Researchers have already started creating algorithms for sorting and analyzing data on Tufts computers but are looking forward to taking advantage of a large government machine.

"We will be researching ways where we can move our algorithms to that much larger space [the computer in Berkeley] where they can deal with greater quantities of data," Bamman said.

Currently, Bamman is working on analyzing Greek and Latin syntax and creating dictionaries, among myriad other enterprises.

Perseus works by taking mainly primary material from ancient Greece and Rome and connecting it to secondary sources. The project aims to allow people to access not only digitized classic texts, but also those of a supporting and analytical nature.

"References get linked to primary sources, so suddenly you're not just reading someone's opinion, but through your Internet connection, you can read the text of ‘Hamlet,' see various manuscripts and notations, and then see what other commentaries there are from the 1700s, 1800s, 1900s and current day," said Lisa Cerrato, the managing editor of Perseus.

The materials predominantly include work from the Classical period, but the collection has dipped into other eras and areas of interest, from the Renaissance to 19th century America to Shakespeare.

 "We found the tools being built to study the Classics were applicable to other large collections of data," Cerrato said.

Those running Perseus hope to capitalize on the large-scale digitization of books.

"We have all these books, far more than Tufts ever could print, that are available in electronic form," Crane said. "So how do we make good use of them?"

The project intends to make texts and resources available to as many people as possible, reaching a diverse audience ranging from university professors to individuals who want to simply enhance their own knowledge.

College students are one targeted demographic. "We want students to be able to conduct undergraduate research," Crane said. "Now, with this content and the analytical resources, they can take on significant research projects."

Perseus started as a CD-ROM project, but since entering the World Wide Web in 1995, its work has broadened to include multiple aspects of the humanities.
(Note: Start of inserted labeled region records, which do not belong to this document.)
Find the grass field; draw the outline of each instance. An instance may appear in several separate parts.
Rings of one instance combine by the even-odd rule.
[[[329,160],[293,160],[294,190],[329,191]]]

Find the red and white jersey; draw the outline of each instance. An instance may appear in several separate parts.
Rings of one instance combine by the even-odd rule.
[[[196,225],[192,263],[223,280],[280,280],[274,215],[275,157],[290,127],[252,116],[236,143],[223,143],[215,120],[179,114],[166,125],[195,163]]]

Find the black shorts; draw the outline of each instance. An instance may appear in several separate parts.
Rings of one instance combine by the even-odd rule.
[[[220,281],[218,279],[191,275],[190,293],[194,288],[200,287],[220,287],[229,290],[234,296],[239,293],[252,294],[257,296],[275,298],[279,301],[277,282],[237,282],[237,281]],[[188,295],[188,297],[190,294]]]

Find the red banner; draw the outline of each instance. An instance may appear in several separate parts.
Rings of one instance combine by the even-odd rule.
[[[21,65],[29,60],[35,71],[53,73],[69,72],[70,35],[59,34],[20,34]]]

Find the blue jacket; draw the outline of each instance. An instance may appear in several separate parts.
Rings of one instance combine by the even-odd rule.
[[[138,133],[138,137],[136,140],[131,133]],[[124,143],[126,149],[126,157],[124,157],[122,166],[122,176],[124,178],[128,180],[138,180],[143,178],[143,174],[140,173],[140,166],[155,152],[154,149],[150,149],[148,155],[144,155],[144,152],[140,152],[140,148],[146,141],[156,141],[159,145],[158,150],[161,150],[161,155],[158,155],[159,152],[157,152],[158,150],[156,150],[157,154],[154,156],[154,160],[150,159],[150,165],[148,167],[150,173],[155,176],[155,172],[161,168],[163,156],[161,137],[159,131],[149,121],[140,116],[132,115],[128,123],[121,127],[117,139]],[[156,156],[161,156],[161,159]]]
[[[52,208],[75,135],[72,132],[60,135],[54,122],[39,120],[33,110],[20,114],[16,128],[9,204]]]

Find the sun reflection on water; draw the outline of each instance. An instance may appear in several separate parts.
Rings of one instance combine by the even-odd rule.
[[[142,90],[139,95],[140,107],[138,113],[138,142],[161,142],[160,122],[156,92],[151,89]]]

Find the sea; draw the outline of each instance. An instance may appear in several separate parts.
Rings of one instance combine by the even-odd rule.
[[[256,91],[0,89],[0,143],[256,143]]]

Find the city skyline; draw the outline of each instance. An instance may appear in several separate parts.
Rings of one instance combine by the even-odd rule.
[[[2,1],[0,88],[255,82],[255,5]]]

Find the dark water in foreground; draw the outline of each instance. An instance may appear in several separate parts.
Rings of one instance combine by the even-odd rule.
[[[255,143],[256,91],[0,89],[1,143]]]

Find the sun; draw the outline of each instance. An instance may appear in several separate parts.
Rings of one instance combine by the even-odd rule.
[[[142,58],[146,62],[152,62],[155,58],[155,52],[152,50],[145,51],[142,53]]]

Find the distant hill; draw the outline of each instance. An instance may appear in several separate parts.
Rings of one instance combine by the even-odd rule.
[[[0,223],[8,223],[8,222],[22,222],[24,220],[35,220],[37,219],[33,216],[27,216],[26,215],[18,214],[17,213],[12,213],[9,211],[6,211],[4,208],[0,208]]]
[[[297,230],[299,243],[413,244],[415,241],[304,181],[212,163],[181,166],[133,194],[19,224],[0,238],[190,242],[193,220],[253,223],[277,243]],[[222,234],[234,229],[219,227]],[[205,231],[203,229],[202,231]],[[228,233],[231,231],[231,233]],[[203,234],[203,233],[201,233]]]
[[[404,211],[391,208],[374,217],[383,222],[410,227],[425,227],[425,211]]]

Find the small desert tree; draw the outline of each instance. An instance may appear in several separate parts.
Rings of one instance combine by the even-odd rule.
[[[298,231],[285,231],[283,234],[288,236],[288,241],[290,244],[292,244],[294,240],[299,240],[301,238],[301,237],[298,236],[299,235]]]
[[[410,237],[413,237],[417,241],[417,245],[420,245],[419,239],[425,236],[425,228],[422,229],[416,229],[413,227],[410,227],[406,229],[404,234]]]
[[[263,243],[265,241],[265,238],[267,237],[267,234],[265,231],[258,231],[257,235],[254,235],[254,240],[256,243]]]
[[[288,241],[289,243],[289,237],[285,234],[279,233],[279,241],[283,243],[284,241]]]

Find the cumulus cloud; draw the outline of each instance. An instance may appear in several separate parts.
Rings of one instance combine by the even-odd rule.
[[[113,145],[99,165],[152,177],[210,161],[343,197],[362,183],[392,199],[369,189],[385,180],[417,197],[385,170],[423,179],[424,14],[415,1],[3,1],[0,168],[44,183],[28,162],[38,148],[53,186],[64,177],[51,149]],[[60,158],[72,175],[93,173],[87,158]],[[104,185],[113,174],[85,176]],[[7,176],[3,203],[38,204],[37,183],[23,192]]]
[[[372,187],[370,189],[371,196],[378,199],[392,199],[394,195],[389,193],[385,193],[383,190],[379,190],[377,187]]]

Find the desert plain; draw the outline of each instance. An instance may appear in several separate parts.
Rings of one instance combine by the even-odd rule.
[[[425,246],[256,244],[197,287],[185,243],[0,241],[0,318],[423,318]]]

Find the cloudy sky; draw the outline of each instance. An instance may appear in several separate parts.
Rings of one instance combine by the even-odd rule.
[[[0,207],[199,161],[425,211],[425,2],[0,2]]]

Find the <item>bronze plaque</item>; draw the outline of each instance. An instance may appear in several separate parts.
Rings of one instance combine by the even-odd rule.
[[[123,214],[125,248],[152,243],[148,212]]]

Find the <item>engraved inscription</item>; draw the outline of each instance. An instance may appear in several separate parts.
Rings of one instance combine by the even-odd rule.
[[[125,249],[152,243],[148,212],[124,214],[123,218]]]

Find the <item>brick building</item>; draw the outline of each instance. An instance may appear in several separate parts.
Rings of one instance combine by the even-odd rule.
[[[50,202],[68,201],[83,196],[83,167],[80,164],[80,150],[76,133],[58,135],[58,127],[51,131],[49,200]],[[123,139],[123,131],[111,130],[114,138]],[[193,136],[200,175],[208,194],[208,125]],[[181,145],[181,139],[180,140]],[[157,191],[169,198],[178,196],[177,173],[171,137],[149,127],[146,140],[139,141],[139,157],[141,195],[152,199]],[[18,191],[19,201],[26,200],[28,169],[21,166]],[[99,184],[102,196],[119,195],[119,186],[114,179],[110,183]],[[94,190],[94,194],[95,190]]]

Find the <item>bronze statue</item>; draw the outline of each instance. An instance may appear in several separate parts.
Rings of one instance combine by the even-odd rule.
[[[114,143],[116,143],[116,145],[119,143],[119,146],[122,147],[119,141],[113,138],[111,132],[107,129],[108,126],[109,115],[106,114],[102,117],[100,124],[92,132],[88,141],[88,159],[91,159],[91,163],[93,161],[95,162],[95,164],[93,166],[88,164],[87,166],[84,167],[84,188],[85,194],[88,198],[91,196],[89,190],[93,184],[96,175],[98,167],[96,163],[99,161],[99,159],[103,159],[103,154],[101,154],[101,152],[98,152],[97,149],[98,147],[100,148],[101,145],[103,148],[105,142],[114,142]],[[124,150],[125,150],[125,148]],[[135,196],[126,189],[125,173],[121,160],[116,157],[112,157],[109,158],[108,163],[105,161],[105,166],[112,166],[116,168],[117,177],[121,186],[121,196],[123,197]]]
As a result, the project's typical application has become harder to define.

"We are contacted by users across the globe from all levels of experience — some with no background in the Classics and some who are tenured professors," Cerrato said.

Currently, the researchers are working on applying the tools that analyze Greek and Latin to a study of words and texts in Arabic.

"We are hoping to be able to have people enter Arabic that they find from someplace like Al Jazeera and be informed as to what the word actually is," Cerrato said.